With Terry McLaurin out the primary option in this offense will easily be Deebo Samuel Sr. who drops into the action as WR15 by points but WR25 by value on FanDuel and WR15/10 across the FanDuel slate. Samuel was a forgotten man in the offense last week, gaining just 11 yards on two catches over three targets and running just 10 routes over 25 snaps with the offense, adding another 18 yards on three carries. The versatile point-creator checks in with seven catches in each of his prior games and 18 targets over those two outings, one more limited performance should not force anyone away from the explosive upside Samuel can provide. The receiver has a short-yardage 4.3-yard average depth of target that puts him in the thick of the action for yards after the catch, where he has gained 6.6 yards per reception after the catch, good for 0.7 yards per reception above expectation. Samuel is excellent with the ball in his hands and could see double-digit targeting with Noah Brown also out in Week 4.

Zach Ertz will be the second priority pass-catcher with depth receivers a distant third or fourth behind running back options. Ertz is a premium tight end when he sees volume, he has two touchdowns on the board already in 2025 and has drawn an 18.4% target share with a 7.5-yard average depth of target pushing him to 17.63% of the team’s air yards. The team is missing both of its primary downfield weapons in McLaurin and Brown leaving a massive gap on the air yards share board, both Ertz and Samuel will fill what they can but neither excels in shots down the field. Ertz is TE7/7 on DraftKings and TE6/3 on FanDuel this week, he is a go-to option with upside for touchdown scoring.

Luke McCaffrey picked up 21 snaps with the offense last week, drawing three targets over 11 routes run. While this is not exactly stunning volume it does represent a significant uptick in involvement for the receiver.

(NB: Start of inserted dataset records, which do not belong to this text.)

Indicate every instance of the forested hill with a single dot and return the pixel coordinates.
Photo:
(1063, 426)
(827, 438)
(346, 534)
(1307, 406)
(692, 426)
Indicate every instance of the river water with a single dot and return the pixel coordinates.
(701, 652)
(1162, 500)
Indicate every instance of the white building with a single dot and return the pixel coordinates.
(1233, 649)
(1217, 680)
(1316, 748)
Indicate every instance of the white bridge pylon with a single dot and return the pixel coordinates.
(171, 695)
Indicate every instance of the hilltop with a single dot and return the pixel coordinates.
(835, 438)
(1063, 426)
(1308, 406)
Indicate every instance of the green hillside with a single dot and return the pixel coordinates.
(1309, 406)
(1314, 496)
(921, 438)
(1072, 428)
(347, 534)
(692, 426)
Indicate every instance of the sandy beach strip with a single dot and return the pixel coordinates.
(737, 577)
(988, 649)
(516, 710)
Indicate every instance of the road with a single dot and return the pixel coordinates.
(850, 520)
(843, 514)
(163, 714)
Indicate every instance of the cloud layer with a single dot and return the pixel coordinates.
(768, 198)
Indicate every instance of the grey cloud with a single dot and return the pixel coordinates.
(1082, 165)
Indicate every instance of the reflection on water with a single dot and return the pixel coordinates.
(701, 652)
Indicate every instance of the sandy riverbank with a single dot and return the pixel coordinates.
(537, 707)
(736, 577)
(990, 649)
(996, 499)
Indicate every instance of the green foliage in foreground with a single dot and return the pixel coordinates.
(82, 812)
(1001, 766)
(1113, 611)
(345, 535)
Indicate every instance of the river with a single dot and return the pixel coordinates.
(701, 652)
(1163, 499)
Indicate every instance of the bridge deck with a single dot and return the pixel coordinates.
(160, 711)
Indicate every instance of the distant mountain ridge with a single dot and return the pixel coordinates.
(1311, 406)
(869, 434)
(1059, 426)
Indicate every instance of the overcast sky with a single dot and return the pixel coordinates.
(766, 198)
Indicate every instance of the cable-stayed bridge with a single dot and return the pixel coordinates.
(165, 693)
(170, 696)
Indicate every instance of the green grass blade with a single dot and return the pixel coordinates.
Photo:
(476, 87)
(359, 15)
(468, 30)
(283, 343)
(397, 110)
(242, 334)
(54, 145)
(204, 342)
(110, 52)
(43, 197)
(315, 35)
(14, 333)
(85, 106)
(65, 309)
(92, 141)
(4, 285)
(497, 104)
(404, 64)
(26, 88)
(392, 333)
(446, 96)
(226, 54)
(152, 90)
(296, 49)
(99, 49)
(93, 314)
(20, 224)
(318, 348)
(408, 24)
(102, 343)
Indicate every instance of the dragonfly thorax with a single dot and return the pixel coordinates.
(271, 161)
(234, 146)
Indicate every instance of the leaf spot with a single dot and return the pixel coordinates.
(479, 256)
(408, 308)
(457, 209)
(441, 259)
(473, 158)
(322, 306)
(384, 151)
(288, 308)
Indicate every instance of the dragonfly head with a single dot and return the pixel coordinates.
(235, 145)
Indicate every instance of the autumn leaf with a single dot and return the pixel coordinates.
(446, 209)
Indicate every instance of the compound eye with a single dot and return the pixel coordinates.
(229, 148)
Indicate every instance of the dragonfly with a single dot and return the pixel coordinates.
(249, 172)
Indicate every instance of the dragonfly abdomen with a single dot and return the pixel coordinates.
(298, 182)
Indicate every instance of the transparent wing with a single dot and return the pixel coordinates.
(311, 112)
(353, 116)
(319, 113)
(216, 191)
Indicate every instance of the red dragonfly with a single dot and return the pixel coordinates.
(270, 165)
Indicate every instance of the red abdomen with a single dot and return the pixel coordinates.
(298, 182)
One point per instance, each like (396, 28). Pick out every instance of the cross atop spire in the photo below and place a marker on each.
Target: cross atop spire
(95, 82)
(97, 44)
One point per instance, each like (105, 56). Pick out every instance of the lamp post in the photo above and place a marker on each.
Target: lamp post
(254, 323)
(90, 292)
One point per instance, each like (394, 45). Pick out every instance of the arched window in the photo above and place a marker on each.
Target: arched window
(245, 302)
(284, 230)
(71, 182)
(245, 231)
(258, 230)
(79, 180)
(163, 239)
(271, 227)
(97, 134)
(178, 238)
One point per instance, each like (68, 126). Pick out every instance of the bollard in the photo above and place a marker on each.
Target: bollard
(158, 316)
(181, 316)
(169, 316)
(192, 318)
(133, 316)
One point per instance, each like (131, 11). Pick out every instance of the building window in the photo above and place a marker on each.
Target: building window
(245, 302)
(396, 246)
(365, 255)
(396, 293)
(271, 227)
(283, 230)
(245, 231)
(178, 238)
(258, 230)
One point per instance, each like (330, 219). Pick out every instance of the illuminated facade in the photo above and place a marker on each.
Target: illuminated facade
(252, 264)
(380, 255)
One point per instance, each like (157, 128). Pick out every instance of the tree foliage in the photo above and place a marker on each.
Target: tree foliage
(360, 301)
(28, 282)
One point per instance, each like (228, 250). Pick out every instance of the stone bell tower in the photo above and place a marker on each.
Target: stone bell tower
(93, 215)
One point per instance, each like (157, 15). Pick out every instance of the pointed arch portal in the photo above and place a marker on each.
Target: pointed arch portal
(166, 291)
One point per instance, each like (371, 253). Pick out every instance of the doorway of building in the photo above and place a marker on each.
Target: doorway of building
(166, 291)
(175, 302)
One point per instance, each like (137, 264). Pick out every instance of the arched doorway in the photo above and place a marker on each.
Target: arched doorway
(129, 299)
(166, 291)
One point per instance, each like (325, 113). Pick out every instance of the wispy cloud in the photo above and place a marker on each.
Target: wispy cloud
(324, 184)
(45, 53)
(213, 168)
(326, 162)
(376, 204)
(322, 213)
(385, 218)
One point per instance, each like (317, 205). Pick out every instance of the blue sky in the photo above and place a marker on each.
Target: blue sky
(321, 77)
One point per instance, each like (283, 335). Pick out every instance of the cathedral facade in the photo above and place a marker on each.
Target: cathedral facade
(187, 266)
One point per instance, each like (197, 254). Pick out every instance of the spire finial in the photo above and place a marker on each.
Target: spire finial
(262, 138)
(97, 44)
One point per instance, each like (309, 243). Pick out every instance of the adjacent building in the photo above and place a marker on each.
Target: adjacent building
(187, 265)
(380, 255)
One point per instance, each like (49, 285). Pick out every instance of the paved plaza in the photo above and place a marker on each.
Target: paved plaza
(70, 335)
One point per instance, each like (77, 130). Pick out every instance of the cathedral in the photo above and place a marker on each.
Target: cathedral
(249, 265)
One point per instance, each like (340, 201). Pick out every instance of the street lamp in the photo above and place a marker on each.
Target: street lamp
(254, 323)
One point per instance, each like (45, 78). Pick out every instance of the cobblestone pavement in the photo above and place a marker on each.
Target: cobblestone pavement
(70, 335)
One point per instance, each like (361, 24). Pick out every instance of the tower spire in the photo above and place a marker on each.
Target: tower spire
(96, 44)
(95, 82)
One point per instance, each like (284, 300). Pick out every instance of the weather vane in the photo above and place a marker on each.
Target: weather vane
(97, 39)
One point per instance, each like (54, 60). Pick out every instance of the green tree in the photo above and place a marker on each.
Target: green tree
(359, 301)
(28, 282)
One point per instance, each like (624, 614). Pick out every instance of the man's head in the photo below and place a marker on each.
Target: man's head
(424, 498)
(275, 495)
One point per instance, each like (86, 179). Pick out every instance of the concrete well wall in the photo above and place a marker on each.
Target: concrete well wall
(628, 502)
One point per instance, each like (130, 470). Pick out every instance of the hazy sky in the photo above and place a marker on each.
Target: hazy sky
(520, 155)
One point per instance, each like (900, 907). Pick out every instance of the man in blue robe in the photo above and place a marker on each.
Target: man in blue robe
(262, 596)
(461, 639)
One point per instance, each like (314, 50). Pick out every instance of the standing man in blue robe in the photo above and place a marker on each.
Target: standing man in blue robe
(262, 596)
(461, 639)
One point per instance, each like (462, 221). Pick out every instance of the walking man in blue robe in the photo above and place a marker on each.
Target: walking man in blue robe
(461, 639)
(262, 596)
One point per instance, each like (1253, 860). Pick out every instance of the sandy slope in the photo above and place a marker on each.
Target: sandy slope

McCaffrey caught all three of his targets for 56 yards and a touchdown as a low-owned low-cost option in a desirable stack last week, he could do the same with Marcus Mariota running the show again in Week 4 and several other pass-catchers out of action. The receiver has a 7.8-yard average depth of target on the season, he can extend that to fill the void left by the team’s deep threats, though Chris Moore is also capable in that regard with a 17.0-yard ADOT on his limited 1.4% target share to this point. Moore picked up one target for a 34-yard reception in Week 1, was a DNP in Week 2, then caught two passes for 25 yards while running 14 routes but drawing only those two targets. McCaffrey is the far more likely option but Moore is a big play dart to keep in mind for a lower-cost changeup.

Jaylin Lane is another mixer at the receiver position, he played just 14 snaps and drew two targets on 10 routes run in Week 3, catching one pass for -2 yards. Lane has three catches for a total of 11 yards over three games, he has been far from relevant.

The Commanders are an interesting play for value on one site with half the team missing in action. There are quality pieces who may go overlooked surrounding a still-capable veteran backup who showed quality just last week. Washington is nothing more than a interesting discussion as just Stack 20/19 on DraftKings but they are more in play as Stack 20 by points but Stack 13 by value on the FanDuel slate. Deebo Samuel and Zach Ertz have individual playability in unstacked lineups with lower-end potential from the depth receivers in this offense.